= Symphony No. 6 (Simpson) =

The Symphony No. 6 by Robert Simpson was completed in 1977 and dedicated to the renowned gynaecologist Ian Craft. It was commissioned by the London Philharmonic Orchestra who gave the premiere under Sir Charles Groves in a performance broadcast 8 April 1980.

Ian Craft, the symphony dedicatee, suggested that the emergence of life from a fertilized cell could be paralleled in symphonic form, with motives developing by thematic metamorphosis. This idea appealed to Simpson who took it even further by dividing the one-movement work into two parts: the first a steady build up to a large climax which symbolises birth, the second representing the rapid growth of the newborn individual.

At the beginning, two germinal elements are exposed; static and mobile. These include triadic shapes in the violins, and a chord which has potential to open out into a chain of fifths which Simpson likened to a DNA molecule. The material is always growing and proliferating into polyphonic lines, canons, inversions and retrogrades which representing cells dividing, multiplying and grouping. Eventually a central climax is reached after graphical ‘contractions’ from the orchestra; this represents the moment of birth and brings about a sense of release.

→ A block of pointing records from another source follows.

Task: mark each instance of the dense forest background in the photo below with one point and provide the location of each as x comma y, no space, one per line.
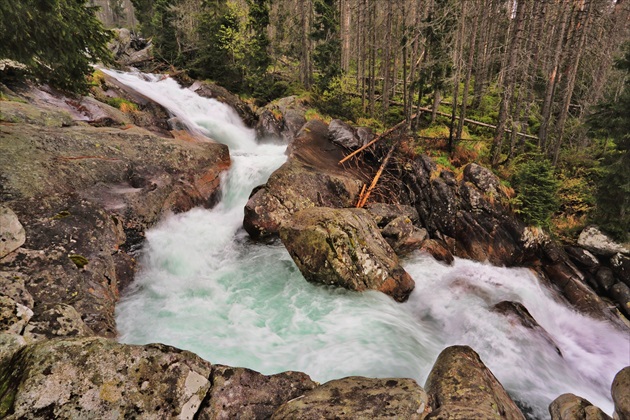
539,90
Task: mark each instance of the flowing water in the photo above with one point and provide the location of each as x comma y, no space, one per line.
205,287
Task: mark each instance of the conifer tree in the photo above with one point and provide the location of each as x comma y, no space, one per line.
56,39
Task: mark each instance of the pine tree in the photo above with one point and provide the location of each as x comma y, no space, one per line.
612,118
56,39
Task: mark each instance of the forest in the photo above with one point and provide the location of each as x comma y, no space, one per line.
538,90
530,87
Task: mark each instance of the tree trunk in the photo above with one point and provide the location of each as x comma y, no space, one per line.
508,87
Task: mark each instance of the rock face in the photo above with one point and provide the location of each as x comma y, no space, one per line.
519,315
621,394
85,196
342,247
12,234
599,243
572,407
244,393
98,378
357,397
460,386
310,178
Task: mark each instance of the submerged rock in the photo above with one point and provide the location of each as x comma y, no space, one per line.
244,393
572,407
343,247
621,394
460,386
359,398
310,178
519,313
98,378
12,234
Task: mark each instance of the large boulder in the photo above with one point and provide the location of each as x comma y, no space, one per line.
310,178
98,378
518,314
572,407
85,196
244,393
343,247
359,398
12,234
621,394
596,241
460,386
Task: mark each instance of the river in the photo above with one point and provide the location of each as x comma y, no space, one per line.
205,287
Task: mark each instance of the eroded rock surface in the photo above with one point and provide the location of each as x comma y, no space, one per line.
572,407
98,378
343,247
460,386
621,393
310,178
358,397
244,393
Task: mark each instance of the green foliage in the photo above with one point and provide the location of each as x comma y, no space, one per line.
327,53
612,121
537,191
56,39
337,102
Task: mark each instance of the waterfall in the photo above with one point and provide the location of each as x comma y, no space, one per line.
205,287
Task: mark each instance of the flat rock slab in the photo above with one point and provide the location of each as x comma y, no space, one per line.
359,398
462,387
343,247
97,378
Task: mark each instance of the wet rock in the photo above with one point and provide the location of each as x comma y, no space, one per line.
599,243
12,233
268,126
403,236
13,316
244,393
621,394
85,196
620,293
344,135
311,177
357,397
343,247
518,313
210,90
605,279
61,320
383,214
9,344
98,378
460,386
572,407
483,179
621,266
438,250
13,285
583,258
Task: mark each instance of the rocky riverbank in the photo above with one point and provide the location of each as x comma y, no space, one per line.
81,181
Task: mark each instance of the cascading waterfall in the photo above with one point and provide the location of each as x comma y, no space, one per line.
205,287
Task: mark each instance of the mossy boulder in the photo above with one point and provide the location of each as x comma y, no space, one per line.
311,177
98,378
343,247
359,398
460,386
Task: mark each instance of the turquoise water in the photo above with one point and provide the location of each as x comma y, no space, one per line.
205,287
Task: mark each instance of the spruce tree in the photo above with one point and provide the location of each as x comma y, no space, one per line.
612,119
56,39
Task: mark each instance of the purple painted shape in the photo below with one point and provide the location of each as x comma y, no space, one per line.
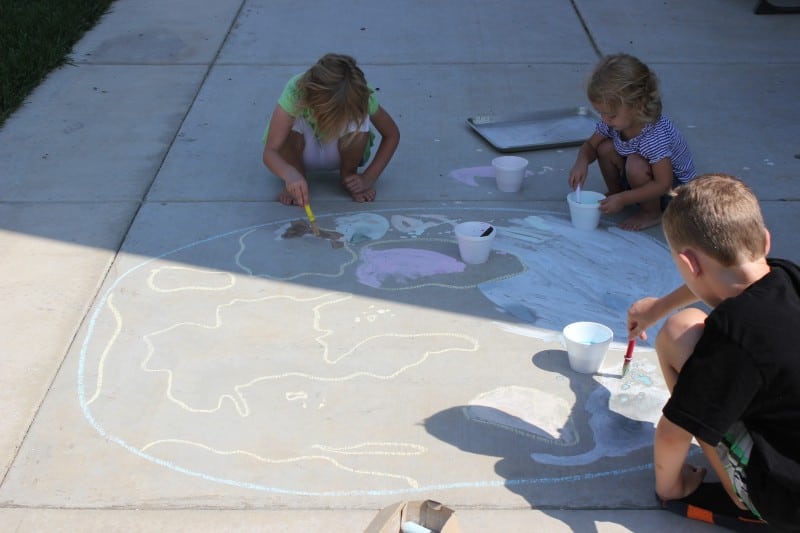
403,265
467,175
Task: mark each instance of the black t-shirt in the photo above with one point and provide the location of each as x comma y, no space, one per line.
746,367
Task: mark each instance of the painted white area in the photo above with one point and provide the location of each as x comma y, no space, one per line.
362,227
527,411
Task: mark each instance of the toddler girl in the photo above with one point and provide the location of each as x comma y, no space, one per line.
641,154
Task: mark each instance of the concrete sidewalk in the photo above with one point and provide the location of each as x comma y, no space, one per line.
173,360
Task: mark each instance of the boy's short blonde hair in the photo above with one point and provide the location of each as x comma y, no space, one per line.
623,80
719,215
336,92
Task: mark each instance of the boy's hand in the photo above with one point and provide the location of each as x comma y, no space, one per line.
641,315
612,204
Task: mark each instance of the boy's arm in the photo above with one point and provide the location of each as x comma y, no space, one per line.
645,312
587,154
390,138
674,478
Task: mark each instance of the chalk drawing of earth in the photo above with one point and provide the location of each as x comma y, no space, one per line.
239,358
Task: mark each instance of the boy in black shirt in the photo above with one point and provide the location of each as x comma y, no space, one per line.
734,374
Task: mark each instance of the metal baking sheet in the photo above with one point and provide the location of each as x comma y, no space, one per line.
536,130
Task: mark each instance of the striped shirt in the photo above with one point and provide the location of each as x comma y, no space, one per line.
656,141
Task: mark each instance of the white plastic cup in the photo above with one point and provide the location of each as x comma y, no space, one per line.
509,170
586,214
474,244
587,344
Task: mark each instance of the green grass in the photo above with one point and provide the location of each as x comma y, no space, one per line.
35,38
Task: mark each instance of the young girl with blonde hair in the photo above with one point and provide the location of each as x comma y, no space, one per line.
322,122
641,154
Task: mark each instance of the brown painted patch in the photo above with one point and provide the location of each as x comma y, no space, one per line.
301,227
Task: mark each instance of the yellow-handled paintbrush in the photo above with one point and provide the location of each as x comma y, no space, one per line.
628,357
312,221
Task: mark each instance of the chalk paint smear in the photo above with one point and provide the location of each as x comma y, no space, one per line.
280,348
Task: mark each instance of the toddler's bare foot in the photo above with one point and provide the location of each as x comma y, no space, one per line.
641,220
286,198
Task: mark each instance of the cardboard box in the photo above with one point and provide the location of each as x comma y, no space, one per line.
427,513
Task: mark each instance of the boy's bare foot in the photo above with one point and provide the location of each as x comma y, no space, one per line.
641,220
286,198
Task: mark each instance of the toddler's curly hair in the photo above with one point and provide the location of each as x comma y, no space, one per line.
623,80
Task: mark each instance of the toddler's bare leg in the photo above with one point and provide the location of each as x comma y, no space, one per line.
292,153
359,186
610,163
639,172
674,344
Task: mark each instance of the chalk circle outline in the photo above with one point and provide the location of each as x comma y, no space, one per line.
101,304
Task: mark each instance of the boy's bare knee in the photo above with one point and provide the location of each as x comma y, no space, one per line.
679,335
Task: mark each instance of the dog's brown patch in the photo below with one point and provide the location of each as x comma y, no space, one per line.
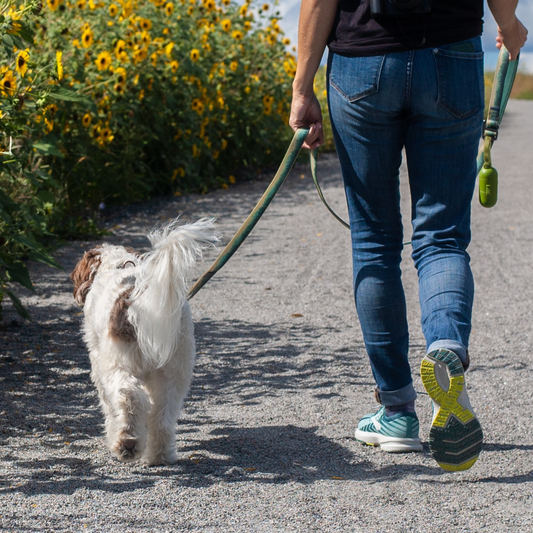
84,273
120,328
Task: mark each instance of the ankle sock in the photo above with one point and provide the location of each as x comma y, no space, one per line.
408,407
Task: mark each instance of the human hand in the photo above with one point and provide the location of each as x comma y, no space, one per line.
306,113
513,37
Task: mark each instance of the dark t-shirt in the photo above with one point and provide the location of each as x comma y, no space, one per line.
357,33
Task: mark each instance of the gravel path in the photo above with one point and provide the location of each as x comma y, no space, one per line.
266,438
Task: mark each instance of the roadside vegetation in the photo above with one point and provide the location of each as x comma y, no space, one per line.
113,101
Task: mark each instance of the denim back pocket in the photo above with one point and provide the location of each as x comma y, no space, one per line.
355,77
460,81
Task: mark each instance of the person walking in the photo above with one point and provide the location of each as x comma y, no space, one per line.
407,75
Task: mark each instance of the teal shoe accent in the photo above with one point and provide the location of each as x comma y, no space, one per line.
394,434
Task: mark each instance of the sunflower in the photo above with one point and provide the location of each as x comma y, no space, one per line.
103,61
8,84
198,106
121,74
169,9
145,38
195,54
59,64
105,136
22,62
146,24
87,38
120,49
168,49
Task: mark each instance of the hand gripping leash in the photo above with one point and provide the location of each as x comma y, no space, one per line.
488,176
501,89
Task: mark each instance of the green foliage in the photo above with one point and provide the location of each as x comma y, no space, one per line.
26,198
118,100
184,96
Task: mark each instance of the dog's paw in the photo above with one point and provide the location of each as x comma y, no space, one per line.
127,449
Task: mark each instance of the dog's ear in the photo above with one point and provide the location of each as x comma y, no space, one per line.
120,328
83,275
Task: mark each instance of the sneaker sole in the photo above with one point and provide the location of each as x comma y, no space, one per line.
389,444
455,438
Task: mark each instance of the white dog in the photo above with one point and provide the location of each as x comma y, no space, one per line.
139,332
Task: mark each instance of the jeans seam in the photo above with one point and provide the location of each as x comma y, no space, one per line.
408,78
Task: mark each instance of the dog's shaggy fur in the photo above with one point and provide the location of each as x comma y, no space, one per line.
139,332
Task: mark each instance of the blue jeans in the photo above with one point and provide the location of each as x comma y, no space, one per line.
430,102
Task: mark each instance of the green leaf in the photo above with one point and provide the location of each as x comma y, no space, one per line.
43,257
7,202
21,310
26,33
48,149
46,196
60,93
18,273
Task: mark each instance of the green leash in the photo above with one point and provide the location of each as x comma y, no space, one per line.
243,232
501,90
488,176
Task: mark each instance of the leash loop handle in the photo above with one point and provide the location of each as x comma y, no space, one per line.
501,90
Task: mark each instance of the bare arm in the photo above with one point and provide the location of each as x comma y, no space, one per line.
316,22
511,32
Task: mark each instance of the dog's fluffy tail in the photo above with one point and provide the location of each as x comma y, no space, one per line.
161,286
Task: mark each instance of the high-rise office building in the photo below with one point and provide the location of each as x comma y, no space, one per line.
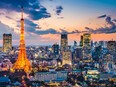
81,41
111,45
66,57
55,48
85,40
64,41
7,42
22,62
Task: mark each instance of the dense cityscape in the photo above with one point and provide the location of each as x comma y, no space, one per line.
86,63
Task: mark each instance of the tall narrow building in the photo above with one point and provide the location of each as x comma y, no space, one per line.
7,42
64,42
22,62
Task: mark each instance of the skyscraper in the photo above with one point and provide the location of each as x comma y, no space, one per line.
7,42
85,40
55,49
111,45
22,62
64,42
66,57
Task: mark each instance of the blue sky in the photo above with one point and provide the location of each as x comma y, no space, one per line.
45,20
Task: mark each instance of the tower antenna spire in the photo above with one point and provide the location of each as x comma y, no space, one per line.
22,10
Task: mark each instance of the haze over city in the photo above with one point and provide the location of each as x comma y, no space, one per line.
45,20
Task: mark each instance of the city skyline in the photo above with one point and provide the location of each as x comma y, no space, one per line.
45,20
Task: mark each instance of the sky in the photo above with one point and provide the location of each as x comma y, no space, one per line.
46,20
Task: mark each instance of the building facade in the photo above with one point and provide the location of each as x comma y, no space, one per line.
66,57
51,76
64,41
7,42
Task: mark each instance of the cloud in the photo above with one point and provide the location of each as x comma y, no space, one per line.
102,16
48,31
59,10
109,28
32,7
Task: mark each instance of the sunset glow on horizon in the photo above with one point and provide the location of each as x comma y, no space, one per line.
45,20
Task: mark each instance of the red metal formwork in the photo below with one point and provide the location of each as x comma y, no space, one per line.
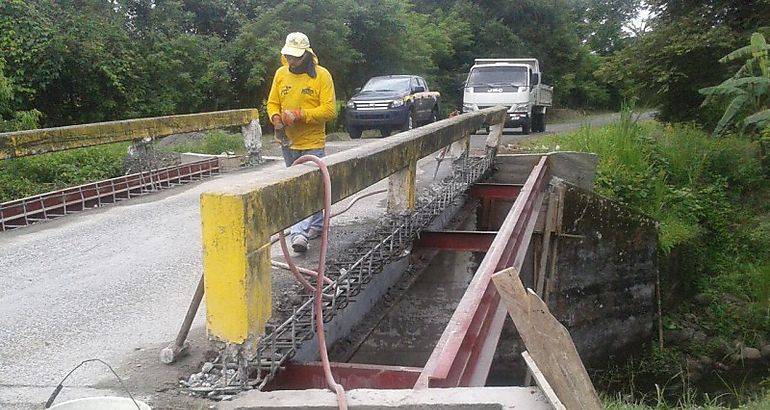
463,355
495,191
461,241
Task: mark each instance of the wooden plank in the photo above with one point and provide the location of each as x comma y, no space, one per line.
541,381
548,342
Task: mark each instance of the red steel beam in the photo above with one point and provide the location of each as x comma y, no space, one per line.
496,191
463,355
351,375
461,241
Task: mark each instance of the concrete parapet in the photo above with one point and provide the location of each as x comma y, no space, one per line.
226,162
33,142
460,398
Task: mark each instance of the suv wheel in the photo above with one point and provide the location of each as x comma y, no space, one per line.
433,115
355,133
409,124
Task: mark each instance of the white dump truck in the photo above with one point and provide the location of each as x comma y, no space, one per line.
514,83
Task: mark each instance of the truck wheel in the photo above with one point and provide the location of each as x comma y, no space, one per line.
409,124
355,133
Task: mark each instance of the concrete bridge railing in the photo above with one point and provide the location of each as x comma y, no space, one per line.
40,141
238,221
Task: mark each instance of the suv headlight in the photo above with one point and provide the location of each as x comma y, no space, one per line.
519,108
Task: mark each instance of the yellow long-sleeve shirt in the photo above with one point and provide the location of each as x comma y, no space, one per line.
316,98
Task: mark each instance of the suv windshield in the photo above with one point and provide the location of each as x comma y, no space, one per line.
500,75
387,84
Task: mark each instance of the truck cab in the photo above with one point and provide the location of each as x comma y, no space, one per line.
514,83
389,103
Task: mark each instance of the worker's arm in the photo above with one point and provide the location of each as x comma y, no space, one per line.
273,99
328,107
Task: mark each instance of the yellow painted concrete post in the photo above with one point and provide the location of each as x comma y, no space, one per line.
236,267
402,188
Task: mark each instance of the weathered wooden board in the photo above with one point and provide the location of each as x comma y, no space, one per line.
548,342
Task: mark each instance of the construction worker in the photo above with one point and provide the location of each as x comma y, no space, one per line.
301,101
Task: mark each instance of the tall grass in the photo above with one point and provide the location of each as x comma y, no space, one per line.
676,174
28,176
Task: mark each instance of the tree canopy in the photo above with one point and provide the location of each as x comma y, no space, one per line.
76,61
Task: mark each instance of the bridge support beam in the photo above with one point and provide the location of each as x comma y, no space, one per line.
402,189
236,266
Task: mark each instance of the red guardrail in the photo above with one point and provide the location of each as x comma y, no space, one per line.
25,211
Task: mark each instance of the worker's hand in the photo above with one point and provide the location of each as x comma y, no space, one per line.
291,117
277,121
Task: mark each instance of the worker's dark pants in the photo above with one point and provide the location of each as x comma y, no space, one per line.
311,226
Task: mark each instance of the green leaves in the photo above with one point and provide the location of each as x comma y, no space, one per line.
748,89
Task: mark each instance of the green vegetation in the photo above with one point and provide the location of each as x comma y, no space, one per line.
678,53
28,176
749,88
710,196
78,62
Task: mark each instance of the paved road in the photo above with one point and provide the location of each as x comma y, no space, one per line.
114,283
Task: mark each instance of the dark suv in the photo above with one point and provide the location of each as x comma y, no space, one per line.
393,102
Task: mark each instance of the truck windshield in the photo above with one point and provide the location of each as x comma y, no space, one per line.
499,75
387,84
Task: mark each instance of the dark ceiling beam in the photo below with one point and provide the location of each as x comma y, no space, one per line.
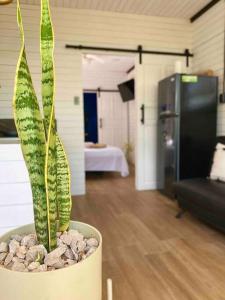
204,10
130,70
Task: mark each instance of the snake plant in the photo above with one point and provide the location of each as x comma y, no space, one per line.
41,146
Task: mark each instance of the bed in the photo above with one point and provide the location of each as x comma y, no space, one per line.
110,159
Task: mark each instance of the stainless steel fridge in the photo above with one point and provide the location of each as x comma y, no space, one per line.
187,119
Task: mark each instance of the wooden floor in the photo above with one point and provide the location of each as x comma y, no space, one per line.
149,254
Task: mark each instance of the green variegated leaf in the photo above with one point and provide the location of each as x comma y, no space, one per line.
47,48
30,129
64,200
54,163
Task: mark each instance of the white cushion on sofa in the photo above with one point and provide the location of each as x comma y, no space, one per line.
218,167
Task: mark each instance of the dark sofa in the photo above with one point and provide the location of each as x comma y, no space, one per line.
203,197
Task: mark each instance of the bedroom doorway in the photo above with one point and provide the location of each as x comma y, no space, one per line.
109,116
90,117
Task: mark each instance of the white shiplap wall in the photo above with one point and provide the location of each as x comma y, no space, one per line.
16,207
208,48
78,27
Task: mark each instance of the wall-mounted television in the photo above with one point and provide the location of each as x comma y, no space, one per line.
8,128
126,90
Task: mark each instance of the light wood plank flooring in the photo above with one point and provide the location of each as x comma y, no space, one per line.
149,254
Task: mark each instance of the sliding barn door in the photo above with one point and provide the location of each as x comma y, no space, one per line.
148,74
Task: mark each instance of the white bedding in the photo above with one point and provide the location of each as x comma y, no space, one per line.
106,159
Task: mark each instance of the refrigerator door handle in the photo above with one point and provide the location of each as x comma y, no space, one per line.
168,114
142,114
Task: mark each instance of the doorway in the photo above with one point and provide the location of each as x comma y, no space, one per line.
90,117
109,117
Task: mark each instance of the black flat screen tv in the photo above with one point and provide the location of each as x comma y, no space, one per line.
8,128
126,90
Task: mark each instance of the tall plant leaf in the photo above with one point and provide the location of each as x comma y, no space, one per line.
56,162
48,84
64,200
30,129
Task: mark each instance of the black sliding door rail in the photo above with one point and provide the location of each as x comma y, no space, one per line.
139,50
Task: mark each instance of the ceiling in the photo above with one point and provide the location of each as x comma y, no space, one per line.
166,8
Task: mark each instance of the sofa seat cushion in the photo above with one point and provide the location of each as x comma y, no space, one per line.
203,193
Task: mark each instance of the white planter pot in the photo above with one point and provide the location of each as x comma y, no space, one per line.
82,281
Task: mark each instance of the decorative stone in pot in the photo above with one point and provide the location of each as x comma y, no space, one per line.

The second half of the work symbolises the rapid development of the newborn and suggests the sequence of an intermezzo, scherzo and finale. After a long oboe melody, there is a quiet fugue before a triumphant and energetic conclusion. The work ends triadically (an unusual occurrence in Simpson’s music) on a resounding D major chord.

==Discography==

Currently, the only commercially available CD is a Hyperion Records release which also includes Symphony No. 7, both performed by the Royal Liverpool Philharmonic Orchestra conducted by Vernon Handley.